One of the defining features of the John Roberts Court is how rarely it’s accused of being tone-deaf. With a handful of exceptions, the conservative majority on the court has chipped, sanded, and whittled away at the law without need of a drop cloth. With a toolbox that includes judicial minimalism and constitutional avoidance, a penchant for overruling old cases without explicitly saying so, and an uncanny sense of just how much activism the public will tolerate, the Roberts Court has done a remarkable job of conforming its behavior to the prevailing public mood, resisting the impulse to go too far.
That second link? Yeah. Rock!
After such a big fuss was made about the Court’s overturning a six-year-old precedent in Citizens United, the Court decided the death of one young precedent based on changed Court composition was enough.
We vacate the judgment of the Supreme Court of Virginia and remand the case for further proceedings not inconsistent with the opinion in Melendez-Diaz v. Massachusetts, 557 U. S. ___ (2009).
As discussed in previous posts, it was a mystery why the Court even granted certiorari in Briscoe when its question–whether under the Confrontation Clause, lab technicians must appear at trial in person to testify about their forensic reports–had been decided in Melendez-Diaz only last term.
The most apparent answer was that the four Melendez-Diaz dissenters granted a “spite cert” on the bet that Justice Souter, who had voted in the five-justice majority, would be replaced by a justice that would come to the opposite conclusion.
If that guess was true, then perhaps Chief Justice Roberts and Justices Kennedy and Alito, who had been in the Melendez-Diaz dissent, figured that they had better conserve what remained of the Court’s institutional legitimacy after Citizens United. The Court has been under enough fire for overturning 2003’s McConnell v. FEC, which, according to Justice Stevens’s dissent,
The only relevant thing that has changed since Austin and McConnell is the composition of this Court. Today’s ruling thus strikes at the vitals of stare decisis, “the means by which we ensure that the law will not merely change erratically, but will develop in a principled and intelligible fashion” that “permits society to presume that bedrock principles are founded in the law rather than in the proclivities of individuals.”
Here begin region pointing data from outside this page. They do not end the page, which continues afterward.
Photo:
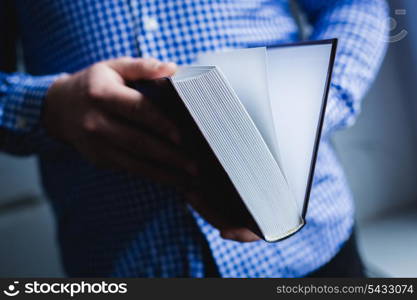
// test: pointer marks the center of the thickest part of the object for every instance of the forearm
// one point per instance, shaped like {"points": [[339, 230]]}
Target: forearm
{"points": [[360, 26]]}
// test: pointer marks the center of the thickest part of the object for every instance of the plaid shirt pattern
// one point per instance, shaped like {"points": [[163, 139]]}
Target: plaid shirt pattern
{"points": [[113, 224]]}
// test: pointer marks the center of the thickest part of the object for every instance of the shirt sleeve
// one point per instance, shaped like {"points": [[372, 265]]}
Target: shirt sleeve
{"points": [[361, 28], [21, 103]]}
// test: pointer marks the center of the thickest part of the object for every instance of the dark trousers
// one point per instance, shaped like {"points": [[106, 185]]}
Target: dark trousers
{"points": [[346, 263]]}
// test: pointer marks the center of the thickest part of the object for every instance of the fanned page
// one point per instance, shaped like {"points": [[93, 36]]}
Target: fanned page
{"points": [[297, 77], [283, 89], [240, 148]]}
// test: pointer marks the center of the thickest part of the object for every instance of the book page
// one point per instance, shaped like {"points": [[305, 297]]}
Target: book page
{"points": [[245, 70]]}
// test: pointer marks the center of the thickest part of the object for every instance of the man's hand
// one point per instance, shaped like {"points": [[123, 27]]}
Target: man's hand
{"points": [[115, 126]]}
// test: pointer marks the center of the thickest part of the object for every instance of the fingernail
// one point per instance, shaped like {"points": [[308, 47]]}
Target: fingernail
{"points": [[228, 235], [153, 64], [172, 65], [192, 169], [175, 137]]}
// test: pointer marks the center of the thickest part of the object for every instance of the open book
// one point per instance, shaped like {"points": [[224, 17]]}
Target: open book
{"points": [[252, 118]]}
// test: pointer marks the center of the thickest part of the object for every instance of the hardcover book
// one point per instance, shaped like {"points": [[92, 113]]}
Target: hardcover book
{"points": [[252, 119]]}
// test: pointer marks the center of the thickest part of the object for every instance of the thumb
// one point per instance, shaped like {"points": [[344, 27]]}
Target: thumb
{"points": [[131, 68]]}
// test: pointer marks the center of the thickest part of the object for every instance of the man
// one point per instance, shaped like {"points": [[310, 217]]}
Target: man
{"points": [[112, 165]]}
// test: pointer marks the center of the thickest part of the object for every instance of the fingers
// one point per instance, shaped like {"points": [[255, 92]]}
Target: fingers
{"points": [[141, 68], [240, 234], [227, 230], [133, 106], [143, 145]]}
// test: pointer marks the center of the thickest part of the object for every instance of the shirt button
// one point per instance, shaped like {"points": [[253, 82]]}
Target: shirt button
{"points": [[150, 24], [21, 123]]}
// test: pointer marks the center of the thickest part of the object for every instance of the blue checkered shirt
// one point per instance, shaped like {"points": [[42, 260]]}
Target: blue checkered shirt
{"points": [[114, 224]]}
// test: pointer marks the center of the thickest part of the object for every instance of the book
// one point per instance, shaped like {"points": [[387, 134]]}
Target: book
{"points": [[252, 119]]}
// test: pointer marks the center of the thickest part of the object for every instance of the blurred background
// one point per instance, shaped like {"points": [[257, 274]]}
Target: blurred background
{"points": [[379, 155]]}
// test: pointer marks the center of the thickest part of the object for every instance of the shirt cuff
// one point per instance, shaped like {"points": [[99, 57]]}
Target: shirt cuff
{"points": [[21, 111]]}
Even if Sotomayor would have voted in Briscoe as Souter had in Melendez-Diaz, then why, at least, was there no dissent in Briscoe? I submit that Chief Justice Roberts, mindful of the Court’s political capital, looked at his Citizens United concurrence‘s discussion of stare decisis, and decided that aborting the Melendez-Diaz precedent in Briscoe was not worth the battle after all. Especially with McDonald approaching, in which the Court may very well euthanize an ancient precedent to incorporate the Second Amendment against the states.
Speaking of McDonald, the Court has granted the NRA time to argue in support of the petitioner in McDonald. This throws a wrinkle into just how strongly the Court is considering overturning 1873’s Slaughter-House Cases to revive the Privileges or Immunities Clause as the tool to incorporate the Second Amendment.
The NRA, afraid that the PI Clause will be a pandora’s box for all sorts of newly discovered liberal rights, is urging the Court to use the Due Process Clause to incorporate the Second Amendment. While using the Due Process Clause may follow existing Supreme Court incorporation precedent, conservative justices have loathed the Clause for nearly half a century. Indeed, I don’t see Justice Scalia, the author of Heller and likely the author of McDonald, swallowing back the years of bile he spewed towards “substantive due process” as the NRA will ask him to do.